The golden rule of cryptography is “the secrecy of the information is based on the secrecy of the key, not the secrecy of the algorithm.” Key management is the core to success in using cryptography. In the case of Target, plain text, unencrypted information was stolen. Therefore, if the information is not encrypted and protected at all times, an organization is only as secure as the weakest link. If you do not encrypt the information, cryptography cannot do its job.
In order to ensure success with cryptography, organizations must follow three core components of the cryptographic lifecycle: 1) protecting the information at rest, 2) protecting the information in transit, and 3) protecting and managing the keys. There is no partial credit with security. If an organization does not all do all three, cryptography will not work correctly.

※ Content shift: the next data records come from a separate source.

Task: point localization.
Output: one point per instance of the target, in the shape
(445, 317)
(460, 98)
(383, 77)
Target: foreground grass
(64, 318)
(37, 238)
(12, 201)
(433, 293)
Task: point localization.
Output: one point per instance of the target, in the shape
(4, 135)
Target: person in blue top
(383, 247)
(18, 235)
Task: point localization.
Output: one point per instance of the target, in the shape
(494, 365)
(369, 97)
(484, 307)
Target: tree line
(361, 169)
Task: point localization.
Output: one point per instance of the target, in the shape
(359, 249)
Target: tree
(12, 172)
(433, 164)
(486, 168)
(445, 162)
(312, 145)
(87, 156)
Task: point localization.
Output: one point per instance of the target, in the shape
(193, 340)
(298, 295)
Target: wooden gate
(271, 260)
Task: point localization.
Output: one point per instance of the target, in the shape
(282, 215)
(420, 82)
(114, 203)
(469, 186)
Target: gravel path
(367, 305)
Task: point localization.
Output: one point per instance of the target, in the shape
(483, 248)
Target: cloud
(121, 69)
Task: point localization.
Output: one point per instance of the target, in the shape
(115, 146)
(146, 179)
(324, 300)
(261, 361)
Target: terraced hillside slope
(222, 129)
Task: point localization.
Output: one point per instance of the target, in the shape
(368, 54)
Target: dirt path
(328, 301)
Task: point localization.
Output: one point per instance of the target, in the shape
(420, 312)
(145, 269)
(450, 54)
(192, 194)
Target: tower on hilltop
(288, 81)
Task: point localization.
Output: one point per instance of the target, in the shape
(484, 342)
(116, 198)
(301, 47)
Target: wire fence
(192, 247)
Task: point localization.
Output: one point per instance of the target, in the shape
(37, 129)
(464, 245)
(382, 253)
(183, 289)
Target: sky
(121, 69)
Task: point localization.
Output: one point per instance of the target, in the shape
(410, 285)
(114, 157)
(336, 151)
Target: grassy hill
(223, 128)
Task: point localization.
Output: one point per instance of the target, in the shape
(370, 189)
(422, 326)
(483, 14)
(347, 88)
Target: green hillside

Target had a CIO, but not a CSO. How might the lack of a CSO have contributed to Target's data breach?
Not having a CSO today is like a football team not having a quarterback. You can have the best playbook in the world, but if you do not have someone on the field calling the plays, you are not going to win many games. In order for organizations to be successful, they must have a reliable infrastructure and proper protection of information. If an organization only has a CIO and not a CSO, no one is focusing in on security, which means bad things will happen. Lack of a CSO means a lack of security.
It is almost a guarantee that Target had an amazing security team, and they were screaming and yelling about all of the security issues, but there was no advocate who was listening to them and fighting for their cause with the executives. There needs to be a communication path from the engineers to the CEO, and the CSO is that channel. Without a CSO, the proper security communication does not make it to the executives. Therefore, if the Target executives had received the proper information about security, my guess is they would have made different decisions and this story would potentially have a happy ending.